Fahrlässige Körperverletzung, § 229 StGB

Die im Zusammenhang mit § 229 StGB ergangene Rechtsprechung befasst sich zum Großteil mit zivilrechtlichen Fragen, lesenswert ist aber eine Entscheidung zu dem Klassiker des HWS-Syndroms bzw. „Schleudertraumas“.

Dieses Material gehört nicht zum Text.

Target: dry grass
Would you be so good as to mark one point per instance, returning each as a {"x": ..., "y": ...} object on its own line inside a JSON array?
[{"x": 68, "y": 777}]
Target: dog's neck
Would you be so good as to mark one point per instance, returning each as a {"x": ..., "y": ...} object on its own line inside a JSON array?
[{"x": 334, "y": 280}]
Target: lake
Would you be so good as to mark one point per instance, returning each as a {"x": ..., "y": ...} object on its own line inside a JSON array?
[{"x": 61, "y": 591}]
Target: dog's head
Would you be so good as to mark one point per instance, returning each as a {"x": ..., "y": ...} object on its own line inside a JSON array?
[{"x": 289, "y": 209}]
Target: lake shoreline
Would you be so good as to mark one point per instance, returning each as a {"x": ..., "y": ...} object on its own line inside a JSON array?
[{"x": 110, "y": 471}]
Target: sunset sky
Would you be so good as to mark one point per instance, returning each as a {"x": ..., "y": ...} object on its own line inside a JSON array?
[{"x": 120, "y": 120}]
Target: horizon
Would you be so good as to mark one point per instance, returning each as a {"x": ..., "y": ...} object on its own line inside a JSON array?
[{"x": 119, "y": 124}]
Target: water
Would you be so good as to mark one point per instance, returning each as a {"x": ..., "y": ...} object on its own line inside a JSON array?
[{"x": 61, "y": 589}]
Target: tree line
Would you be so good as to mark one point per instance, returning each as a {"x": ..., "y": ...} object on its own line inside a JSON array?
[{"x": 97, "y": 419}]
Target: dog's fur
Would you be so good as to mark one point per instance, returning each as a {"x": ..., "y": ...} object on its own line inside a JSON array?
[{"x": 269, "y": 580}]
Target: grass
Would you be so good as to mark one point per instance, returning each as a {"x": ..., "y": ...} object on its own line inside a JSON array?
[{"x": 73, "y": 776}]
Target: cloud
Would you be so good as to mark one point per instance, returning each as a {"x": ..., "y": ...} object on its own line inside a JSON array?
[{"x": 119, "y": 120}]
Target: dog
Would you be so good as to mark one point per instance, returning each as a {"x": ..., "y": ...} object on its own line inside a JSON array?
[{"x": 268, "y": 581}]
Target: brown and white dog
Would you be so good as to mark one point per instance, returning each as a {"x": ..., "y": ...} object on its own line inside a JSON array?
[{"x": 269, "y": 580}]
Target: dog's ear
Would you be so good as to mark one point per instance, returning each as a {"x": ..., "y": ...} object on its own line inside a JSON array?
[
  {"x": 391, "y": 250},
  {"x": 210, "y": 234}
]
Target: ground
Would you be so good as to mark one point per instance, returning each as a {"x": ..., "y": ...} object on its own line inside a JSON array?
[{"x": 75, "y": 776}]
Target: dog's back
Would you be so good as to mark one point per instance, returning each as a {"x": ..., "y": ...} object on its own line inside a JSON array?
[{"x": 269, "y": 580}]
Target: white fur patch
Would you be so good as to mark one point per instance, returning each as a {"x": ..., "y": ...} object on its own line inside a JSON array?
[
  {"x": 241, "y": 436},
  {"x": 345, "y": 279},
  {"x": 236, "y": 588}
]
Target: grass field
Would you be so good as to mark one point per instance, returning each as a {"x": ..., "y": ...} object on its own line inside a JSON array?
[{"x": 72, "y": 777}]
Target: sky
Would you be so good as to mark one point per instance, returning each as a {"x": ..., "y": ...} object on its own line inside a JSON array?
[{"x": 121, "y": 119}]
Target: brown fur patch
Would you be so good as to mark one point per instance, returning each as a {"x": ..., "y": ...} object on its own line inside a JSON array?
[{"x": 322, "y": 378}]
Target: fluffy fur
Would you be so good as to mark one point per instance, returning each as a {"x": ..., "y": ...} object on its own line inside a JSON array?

Das AG Reutlingen hat mit einem Beschluss den Erlass eines Strafbefehls mangels hinreichenden Tatverdachts abgelehnt (AG Reutlingen, Beschl. v. 7.10.2022 – 5 Cs 29 Js 20198/22). Zur Begründung führte das AG aus, die Beschwerden des Zeugen seien nicht ausreichend sicher auf das Unfallgeschehen zurückzuführen. Der Zeuge sei zu den Folgen nicht vernommen worden, das ärztliche Attest sei oberflächlich und teile lediglich eine Erstdiagnose mit, die im Rahmen der Prüfung der Arbeitsunfähigkeit erfolgt sei und zudem nicht von einem Facharzt für Neurologie stamme. Die bei der Akte befindlichen Lichtbilder ließen nicht ansatzweise auf eine besonders heftige biomechanische Belastung schließen, der Unfallhergang sei insgesamt unklar.

Ein „Beweis des ersten Anscheins“, der sich im Strafverfahren spätestens mit dem Abschluss der Ermittlungen geradezu verbiete, spreche gerade nicht für solche Verletzungen, da die medizinische Beurteilung derartiger Unfälle und die dabei entstehenden biomechanischen Belastungen in der wissenschaftlichen Literatur stark umstritten seien. Allein der von dem Zeugen angegebene zeitliche Zusammenhang lasse einen Rückschluss nicht zu, zumal Rückenleiden in sehr komplexen und vielfältigen Erscheinungsformen aufträten. Es bestehe zudem die ernsthafte Möglichkeit, dass sich die Beschwerden schicksalhaft entwickelt haben oder bereits vorhanden waren. Deswegen reiche allein die zeitliche Nähe zwischen dem Unfallereignis und der Entstehung der Beschwerden und die daran anknüpfende „gefühlsmäßige“ Wertung, dass beide Ereignisse irgendwie miteinander im Zusammenhang stehen, nicht aus. Zugunsten des Angeschuldigten könne nicht ausgeschlossen werden, dass der Unfall und die in der Bevölkerung allgemein verbreitete Fehlvorstellung über die gesundheitlichen Folgen eines Auffahrunfalls („Schleudertrauma“) zu einer intensiveren Beschäftigung des Zeugen mit vorhandenen Grundbeschwerden oder Befindlichkeiten ohne Krankheitscharakter führten.

Die ärztlichen Atteste dokumentierten lediglich die Angaben des Zeugen für eine Diagnose als Behandlungsgrundlage. Der behandelnde Arzt sei in erster Linie als Therapeut und nicht als Gutachter tätig. Er unterstelle zu Recht die geklagten Beschwerden seines Patienten als zutreffend und therapiere auf Grundlage der subjektiven Angaben. Er wird bei einer Diagnose regelmäßig den „sichersten Weg“ wählen und schon aus haftungsrechtlichen Gründen im Zweifel eine Verdachtsdiagnose stellen und zum Beispiel eine Arbeitsunfähigkeitsbescheinigung ausstellen oder eine Cervikalstütze verordnen.